Chip Multithreading System Need a New Operating System Scheduler
Authors: Alexandra Fedorova, Christopher Small, Daniel Nussbaum, and Margo Seltzer (Harvard University, Sun Microsystems)
Published in: USENIX 2005
Question–Answer Form
1. What is your take-away message from this paper?
At the time the paper was written, schedulers did not take advantage of multithreading in hardware, which led to lost potential performance especially for OLTP workloads where threads have contention for CPU resources.

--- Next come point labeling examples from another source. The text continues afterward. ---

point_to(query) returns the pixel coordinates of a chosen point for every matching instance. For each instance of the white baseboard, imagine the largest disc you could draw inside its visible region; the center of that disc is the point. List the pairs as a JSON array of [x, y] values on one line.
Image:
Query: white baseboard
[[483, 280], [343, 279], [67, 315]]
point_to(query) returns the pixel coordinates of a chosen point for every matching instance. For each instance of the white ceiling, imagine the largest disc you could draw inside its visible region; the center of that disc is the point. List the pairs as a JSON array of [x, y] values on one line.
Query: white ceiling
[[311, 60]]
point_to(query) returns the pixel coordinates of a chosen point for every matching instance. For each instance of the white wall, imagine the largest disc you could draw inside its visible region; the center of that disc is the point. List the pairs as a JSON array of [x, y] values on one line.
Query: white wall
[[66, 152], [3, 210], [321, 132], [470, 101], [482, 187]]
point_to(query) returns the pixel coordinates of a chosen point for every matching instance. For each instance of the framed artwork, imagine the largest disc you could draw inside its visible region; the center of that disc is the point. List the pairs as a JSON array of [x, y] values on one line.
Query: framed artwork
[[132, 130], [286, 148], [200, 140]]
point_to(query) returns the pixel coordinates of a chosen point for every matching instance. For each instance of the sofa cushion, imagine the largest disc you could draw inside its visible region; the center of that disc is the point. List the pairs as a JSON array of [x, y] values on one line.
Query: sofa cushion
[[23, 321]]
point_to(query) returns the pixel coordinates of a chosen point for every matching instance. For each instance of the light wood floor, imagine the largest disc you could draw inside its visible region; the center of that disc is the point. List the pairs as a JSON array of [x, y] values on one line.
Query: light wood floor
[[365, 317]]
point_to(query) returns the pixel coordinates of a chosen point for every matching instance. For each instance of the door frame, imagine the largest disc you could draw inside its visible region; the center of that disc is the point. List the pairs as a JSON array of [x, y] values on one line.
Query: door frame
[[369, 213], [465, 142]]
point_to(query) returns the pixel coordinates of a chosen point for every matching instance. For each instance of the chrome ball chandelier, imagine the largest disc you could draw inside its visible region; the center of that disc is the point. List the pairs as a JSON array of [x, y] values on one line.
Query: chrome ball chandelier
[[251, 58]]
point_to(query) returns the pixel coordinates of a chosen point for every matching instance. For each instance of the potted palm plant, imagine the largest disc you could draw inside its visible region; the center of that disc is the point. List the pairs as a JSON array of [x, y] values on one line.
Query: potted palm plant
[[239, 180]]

The new metric called instruction delay latency gives useful insight for how to benchmark CPU utilization, but it does not take into account other CPU resources such as caches.
2. What is the motivation for this work?
-
What is the people problem and the
technical problem?
- Modern server applications (web services, online transaction systems) had poor utilization for CPU pipeline.
-
How is it distilled into a research question?
- CMP (chip multiprocessing) and hardware multithreading (MT) were designed to improve processor utilization for OLTP workloads, but the scheduler policy did not take advantage of new CPU architecture.
-
Why doesn't the people problem have a trivial
solution?
- OLTP workload requires hundreds of threads which leads to 10^27 combinations to evaluate, hence the need for different designs
- Modeling resource contention is a hard problem; good prediction is difficult to achieve
-
What are the previous solutions, and why are they
inadequate?
- Previous solutions ran on MT systems which yielded 17% improvement but were not designed for CMP.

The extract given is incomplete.